In [8]:
from Bandits.src.tools import create_k_armed_bandit

In [9]:
from pyecharts.globals import ThemeType
from pyecharts import options as opts
from pyecharts.charts import Boxplot, Line

k = 10
arms, q_values = create_k_armed_bandit(k = k)
    
c = Boxplot(init_opts=opts.InitOpts(theme=ThemeType.INFOGRAPHIC))
c.add_xaxis(["Bras du bandit"]),
for arm_number, arm in enumerate(arms):
    c.add_yaxis(f"{arm_number+1}", c.prepare_data([arms[0].generate_rewards(100).tolist()]))
c.set_global_opts(title_opts=opts.TitleOpts(title="Gains des K-bras"))

c.load_javascript()
c.render_notebook()

In [13]:
from tqdm import tqdm
import numpy as np
from Bandits.src.Agents import GreedyAgent, EpsilonGreedyAgent

steps = 1000
average_rewards = np.zeros(steps)
e_greedy_average_rewards = np.zeros(steps)
explorer_average_rewards = np.zeros(steps)

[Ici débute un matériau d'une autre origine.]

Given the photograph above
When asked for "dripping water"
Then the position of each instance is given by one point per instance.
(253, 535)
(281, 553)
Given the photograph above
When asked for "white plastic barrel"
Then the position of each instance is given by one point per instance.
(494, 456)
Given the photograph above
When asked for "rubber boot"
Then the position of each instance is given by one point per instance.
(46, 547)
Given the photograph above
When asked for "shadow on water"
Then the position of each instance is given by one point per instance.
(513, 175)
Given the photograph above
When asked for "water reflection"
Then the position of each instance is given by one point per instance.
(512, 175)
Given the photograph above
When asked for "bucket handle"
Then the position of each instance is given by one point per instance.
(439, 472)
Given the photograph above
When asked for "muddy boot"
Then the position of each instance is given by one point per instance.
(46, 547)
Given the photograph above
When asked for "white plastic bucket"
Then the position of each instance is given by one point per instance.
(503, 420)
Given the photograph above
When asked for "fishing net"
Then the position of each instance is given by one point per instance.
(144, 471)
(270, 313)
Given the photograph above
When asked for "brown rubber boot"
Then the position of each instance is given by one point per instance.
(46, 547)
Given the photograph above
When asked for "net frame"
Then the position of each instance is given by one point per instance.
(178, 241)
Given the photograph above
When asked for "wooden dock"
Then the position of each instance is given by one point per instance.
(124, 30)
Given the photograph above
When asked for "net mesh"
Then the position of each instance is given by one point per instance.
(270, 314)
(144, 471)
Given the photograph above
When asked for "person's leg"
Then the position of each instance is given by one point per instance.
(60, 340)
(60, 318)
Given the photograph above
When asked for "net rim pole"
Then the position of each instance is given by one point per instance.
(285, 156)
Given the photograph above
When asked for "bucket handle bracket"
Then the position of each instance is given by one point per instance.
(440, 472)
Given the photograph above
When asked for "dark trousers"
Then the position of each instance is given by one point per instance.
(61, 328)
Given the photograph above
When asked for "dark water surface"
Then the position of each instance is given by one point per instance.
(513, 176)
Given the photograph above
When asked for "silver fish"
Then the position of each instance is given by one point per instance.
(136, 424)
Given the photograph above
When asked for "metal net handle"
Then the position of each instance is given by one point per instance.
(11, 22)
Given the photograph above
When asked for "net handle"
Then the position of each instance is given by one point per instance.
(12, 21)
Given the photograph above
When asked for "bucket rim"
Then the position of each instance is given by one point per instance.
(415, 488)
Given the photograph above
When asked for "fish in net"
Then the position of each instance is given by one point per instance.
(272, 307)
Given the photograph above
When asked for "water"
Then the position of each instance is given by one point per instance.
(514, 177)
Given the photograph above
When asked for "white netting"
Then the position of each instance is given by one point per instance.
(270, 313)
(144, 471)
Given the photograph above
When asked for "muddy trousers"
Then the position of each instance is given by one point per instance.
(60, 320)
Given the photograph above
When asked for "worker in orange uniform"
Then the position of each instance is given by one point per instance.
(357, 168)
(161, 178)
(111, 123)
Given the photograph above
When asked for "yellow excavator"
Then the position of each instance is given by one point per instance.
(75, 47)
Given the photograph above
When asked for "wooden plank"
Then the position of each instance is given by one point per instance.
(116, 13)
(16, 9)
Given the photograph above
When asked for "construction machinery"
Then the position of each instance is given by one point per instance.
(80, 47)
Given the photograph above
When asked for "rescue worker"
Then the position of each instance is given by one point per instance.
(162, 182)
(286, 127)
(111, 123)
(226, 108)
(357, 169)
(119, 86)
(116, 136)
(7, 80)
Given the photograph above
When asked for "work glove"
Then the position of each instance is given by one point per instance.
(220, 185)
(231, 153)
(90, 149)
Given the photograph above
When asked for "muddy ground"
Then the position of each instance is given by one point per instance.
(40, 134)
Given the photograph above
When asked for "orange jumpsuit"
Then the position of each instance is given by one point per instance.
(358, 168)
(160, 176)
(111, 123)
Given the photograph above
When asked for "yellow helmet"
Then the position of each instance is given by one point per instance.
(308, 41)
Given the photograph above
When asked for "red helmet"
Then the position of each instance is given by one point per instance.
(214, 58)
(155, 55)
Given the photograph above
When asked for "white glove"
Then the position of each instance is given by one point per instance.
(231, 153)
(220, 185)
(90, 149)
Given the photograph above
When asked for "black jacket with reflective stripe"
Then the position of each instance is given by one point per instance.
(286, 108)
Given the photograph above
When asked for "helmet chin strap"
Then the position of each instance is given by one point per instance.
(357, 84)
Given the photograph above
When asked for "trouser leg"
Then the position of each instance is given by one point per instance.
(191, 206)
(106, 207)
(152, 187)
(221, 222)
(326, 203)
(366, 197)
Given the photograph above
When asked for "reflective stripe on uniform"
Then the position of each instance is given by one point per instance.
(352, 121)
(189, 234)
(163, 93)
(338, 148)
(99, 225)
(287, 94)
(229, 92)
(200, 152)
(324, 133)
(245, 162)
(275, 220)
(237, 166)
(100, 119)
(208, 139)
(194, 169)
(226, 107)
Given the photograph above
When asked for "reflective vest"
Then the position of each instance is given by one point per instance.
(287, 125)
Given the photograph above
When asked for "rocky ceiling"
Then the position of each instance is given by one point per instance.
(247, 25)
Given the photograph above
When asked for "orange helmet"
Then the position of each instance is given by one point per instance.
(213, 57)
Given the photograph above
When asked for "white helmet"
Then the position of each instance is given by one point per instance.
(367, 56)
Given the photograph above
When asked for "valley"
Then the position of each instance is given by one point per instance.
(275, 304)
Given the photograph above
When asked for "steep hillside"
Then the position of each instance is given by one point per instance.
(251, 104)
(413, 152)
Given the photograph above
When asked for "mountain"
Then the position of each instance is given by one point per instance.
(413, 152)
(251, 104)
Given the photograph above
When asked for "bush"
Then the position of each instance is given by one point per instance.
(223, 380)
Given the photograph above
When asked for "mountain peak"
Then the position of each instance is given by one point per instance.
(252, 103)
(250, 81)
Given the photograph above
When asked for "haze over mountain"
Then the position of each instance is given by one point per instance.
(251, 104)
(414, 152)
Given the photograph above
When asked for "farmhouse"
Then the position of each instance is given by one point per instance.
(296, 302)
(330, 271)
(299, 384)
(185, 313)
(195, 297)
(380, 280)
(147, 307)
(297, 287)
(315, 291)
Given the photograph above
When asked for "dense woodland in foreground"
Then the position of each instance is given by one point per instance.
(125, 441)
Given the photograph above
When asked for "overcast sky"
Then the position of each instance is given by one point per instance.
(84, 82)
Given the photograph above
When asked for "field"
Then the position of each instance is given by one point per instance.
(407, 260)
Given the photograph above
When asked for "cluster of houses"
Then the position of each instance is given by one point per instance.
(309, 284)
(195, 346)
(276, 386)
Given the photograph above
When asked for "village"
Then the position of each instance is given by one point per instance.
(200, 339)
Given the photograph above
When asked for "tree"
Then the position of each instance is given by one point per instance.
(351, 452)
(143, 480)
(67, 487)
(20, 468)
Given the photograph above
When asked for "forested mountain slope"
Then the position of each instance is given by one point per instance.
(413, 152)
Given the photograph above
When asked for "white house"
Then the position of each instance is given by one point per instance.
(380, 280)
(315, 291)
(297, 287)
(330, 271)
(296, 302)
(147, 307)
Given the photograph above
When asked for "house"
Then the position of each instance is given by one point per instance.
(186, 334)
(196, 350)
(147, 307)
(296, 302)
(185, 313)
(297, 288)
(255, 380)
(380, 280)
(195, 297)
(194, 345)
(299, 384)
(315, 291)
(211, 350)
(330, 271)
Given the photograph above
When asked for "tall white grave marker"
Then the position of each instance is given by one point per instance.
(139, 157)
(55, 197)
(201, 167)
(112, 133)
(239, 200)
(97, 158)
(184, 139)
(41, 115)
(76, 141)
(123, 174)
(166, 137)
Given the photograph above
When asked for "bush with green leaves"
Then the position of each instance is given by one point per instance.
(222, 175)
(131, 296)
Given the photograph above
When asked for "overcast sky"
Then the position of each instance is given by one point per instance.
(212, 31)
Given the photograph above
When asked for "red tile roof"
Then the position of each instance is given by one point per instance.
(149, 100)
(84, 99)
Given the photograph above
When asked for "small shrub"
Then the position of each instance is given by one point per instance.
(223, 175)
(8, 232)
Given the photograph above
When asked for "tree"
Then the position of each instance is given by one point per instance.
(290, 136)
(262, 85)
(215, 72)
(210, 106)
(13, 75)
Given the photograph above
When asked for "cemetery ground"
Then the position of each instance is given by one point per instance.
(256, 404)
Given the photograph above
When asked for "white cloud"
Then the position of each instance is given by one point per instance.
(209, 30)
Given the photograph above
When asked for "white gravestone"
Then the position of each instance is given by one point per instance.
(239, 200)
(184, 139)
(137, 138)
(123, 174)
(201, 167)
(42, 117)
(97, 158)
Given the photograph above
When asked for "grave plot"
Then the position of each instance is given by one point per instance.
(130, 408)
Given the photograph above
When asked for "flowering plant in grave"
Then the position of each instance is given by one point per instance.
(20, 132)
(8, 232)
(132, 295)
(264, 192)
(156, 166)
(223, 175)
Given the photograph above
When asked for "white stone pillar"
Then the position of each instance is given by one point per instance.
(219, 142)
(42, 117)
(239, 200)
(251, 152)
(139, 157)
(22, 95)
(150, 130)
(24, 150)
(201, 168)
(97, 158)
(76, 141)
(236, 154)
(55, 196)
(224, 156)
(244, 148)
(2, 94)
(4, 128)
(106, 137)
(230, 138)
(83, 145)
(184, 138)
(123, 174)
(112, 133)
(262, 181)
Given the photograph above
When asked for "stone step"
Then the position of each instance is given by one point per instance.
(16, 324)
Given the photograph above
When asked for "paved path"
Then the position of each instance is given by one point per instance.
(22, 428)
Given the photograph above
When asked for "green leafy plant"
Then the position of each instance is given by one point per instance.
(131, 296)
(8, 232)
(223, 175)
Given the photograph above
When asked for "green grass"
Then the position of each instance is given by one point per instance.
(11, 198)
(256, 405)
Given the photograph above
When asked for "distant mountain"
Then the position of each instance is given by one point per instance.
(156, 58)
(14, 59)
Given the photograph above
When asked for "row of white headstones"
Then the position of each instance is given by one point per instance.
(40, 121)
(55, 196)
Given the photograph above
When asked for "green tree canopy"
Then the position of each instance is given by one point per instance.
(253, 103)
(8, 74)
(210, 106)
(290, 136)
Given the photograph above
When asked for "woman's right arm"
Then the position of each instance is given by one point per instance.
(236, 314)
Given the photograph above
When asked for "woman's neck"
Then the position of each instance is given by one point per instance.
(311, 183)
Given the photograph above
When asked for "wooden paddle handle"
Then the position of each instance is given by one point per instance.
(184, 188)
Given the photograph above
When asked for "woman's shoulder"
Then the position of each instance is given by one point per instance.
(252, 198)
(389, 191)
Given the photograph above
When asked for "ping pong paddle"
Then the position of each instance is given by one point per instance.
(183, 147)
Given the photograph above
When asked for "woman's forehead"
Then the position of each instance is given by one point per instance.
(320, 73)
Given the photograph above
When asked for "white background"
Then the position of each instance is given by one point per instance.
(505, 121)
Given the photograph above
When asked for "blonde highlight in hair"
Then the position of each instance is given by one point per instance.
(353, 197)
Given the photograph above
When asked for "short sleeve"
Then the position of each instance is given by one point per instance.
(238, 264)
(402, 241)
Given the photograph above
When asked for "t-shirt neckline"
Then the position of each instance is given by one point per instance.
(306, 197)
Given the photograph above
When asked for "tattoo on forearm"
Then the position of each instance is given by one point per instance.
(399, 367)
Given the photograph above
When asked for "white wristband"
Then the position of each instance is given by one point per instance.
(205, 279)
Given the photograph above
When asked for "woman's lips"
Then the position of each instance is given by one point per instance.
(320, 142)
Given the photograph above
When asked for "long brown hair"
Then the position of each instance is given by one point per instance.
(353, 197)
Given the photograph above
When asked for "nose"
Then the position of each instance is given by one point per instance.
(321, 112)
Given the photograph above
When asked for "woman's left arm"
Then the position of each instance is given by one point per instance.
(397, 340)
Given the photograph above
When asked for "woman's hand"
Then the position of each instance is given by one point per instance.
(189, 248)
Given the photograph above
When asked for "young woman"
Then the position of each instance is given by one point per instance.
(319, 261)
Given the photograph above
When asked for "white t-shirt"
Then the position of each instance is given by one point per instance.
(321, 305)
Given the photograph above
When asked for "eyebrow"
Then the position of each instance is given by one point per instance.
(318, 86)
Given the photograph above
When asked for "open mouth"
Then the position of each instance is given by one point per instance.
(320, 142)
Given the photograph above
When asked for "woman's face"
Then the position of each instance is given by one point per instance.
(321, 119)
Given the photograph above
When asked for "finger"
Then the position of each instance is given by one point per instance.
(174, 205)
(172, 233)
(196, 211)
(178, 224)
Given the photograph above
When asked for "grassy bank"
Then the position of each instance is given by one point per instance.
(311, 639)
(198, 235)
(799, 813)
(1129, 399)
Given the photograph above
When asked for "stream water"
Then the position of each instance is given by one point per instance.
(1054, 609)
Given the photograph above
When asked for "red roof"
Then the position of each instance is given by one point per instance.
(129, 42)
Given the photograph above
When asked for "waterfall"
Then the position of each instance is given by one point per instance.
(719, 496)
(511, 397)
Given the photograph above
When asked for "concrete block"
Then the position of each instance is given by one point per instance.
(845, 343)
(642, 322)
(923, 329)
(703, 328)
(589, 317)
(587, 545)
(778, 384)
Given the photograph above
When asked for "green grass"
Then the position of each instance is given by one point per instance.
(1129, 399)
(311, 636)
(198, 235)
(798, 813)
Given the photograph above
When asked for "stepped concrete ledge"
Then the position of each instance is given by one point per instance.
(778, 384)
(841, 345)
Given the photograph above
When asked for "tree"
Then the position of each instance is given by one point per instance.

for run in tqdm(range(200)):
    # Initialise le jeu et les agents
    k = 10
    arms, q_values = create_k_armed_bandit(k = k)
    greedy = GreedyAgent(nb_arms = k)
    egreedy = EpsilonGreedyAgent(nb_arms = k, epsilon=.1)
    explorer = EpsilonGreedyAgent(nb_arms = k, epsilon=.3)
    
    # Réalise 1000 actions pour chaque agent
    greedy.n_steps(arms, steps)
    egreedy.n_steps(arms, steps)
    explorer.n_steps(arms, steps)
    
    average_rewards += greedy.rewards
    e_greedy_average_rewards += egreedy.rewards
    explorer_average_rewards += explorer.rewards

average_rewards /= 200
e_greedy_average_rewards /= 200
explorer_average_rewards /= 200

100%|██████████| 200/200 [01:18<00:00,  2.56it/s]


In [14]:
c = (
    Line(init_opts=opts.InitOpts(theme=ThemeType.INFOGRAPHIC))
    .set_global_opts(
        tooltip_opts=opts.TooltipOpts(is_show=False),
        xaxis_opts=opts.AxisOpts(type_="value", name = "Steps", name_location = "center"),
        legend_opts=opts.LegendOpts(pos_right=.1),
        yaxis_opts=opts.AxisOpts(
            type_="value",
            name = "Average reward",
            name_location = "center",
            axistick_opts=opts.AxisTickOpts(is_show=True),
            splitline_opts=opts.SplitLineOpts(is_show=True),
        ),
    )
    .add_xaxis(xaxis_data=np.arange(1, len(average_rewards)+1).tolist())
    .add_yaxis(
        series_name="Greedy agent",
        y_axis=average_rewards,
        symbol="emptyCircle",
        is_symbol_show=False,
        label_opts=opts.LabelOpts(is_show=False),
    )
    .add_yaxis(
        series_name="Epsilon-greedy agent (e = 0.1)",
        y_axis=e_greedy_average_rewards,
        symbol="emptyCircle",
        is_symbol_show=False,
        label_opts=opts.LabelOpts(is_show=False),
    )
    .add_yaxis(
        series_name="'Explorer' agent (e : 0.3)",
        y_axis=explorer_average_rewards,
        symbol="emptyCircle",
        is_symbol_show=False,
        label_opts=opts.LabelOpts(is_show=False),
    )
    .set_global_opts(title_opts=opts.TitleOpts(title="Average rewards per agent"))
)

c.load_javascript()
c.render_notebook()